You would think that a fine of almost $1 billion would be the most painful part of a corporate settlement with regulators. (Yes, a billion with a ‘b.’) How can a penalty that large not be the whole lesson?
Like many big changes, the real story is in an important footnote. In an agreement to pay fines related to its 2012 “London Whale” trading problems, JPMorgan Chase was required by the U.S. Securities & Exchange Commission (SEC) to do something almost no other company has had to do at this stage in a corporate drama: It had to admit guilt.
As The Wall Street Journal said under the heading, “An Historic Admission from J.P. Morgan:”
The bank’s mea culpa is only the second such acknowledgement of wrongdoing — and the first by a major bank … since SEC Chairman Mary Jo White in June stunned defense lawyers by announcing that the agency was axing the standard boilerplate of allowing firms to settle allegations without admitting or denying wrongdoing. In certain cases, she said, firms and individuals will in future have to admit wrongdoing or fight the case in court.
With the first major bank now being forced to adhere, we know the SEC means business. And other regulators, in the U.S. and abroad, may be encouraged to take a harder line as well. In essence, the policy fundamentally changes the landscape of consequences for any company that uses the U.S. capital markets.
First, the risk of civil actions will increase with the admission. According to industry newsletter Fierce Finance, one big reason that companies have long resisted admitting guilt is because they fear that private suits would proliferate. This is a familiar problem for anyone who has ever dealt with a corporate crisis.
The issue is whether there will be stepped-up costs in the form of private litigation that flows from the bank’s admission of guilt …(as JPMorgan) will likely agree that it failed to competently supervise the trading desk in London that carried out the controversial trades and alleged cover-up.

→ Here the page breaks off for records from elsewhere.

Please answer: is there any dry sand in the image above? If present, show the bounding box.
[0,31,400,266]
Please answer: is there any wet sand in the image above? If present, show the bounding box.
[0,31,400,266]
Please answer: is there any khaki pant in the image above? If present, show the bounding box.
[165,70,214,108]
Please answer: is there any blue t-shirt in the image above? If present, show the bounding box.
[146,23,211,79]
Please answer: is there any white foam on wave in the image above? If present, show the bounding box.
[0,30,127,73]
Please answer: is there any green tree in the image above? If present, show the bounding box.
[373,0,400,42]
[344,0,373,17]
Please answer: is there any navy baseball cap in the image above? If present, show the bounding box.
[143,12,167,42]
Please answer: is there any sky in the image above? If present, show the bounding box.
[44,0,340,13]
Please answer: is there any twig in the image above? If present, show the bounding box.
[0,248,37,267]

Second, the clarity of “guilt” will make the impact on reputation more profound and the recovery potentially more difficult. Even though many corporate audiences already make up their minds about a company’s guilt or innocence without benefit of a confession, the ability to settle an investigation and pay a fine, without saying “we failed,” has been considered a communications advantage. Forcing a corporate admission is likely to mean a clearer break with public expectations.
The new policy seems to be in response to criticism the Commission received over its perceived failure to prevent or at least check the enormity of the recent financial crisis. It also reflects a nagging public suspicion that enforcement is just not sufficiently tough on companies. Simply paying even a very big fine may not be painful enough to make companies think twice before violating rules again, many believe.
Yet, not having to say “guilty as charged” in an official proceeding has previously made companies more willing to communicate about a problem early in the cycle, and talk about reforms or improvements. This shift in SEC policy may mean companies are going to be less likely to come forward voluntarily when rules have been broken. Admissions of guilt also will make follow-on litigation more likely and potentially more costly. The collateral damage will be felt as the boardroom door is slammed shut, and full and fast corporate communications are stifled.
It is ironic then that pursuing a get-tough policy with companies and demanding declarations of guilt may ultimately make the SEC’s job tougher and translate into less disclosure to various corporate stakeholders. That, indeed, would be an unintended consequence that no one would endorse.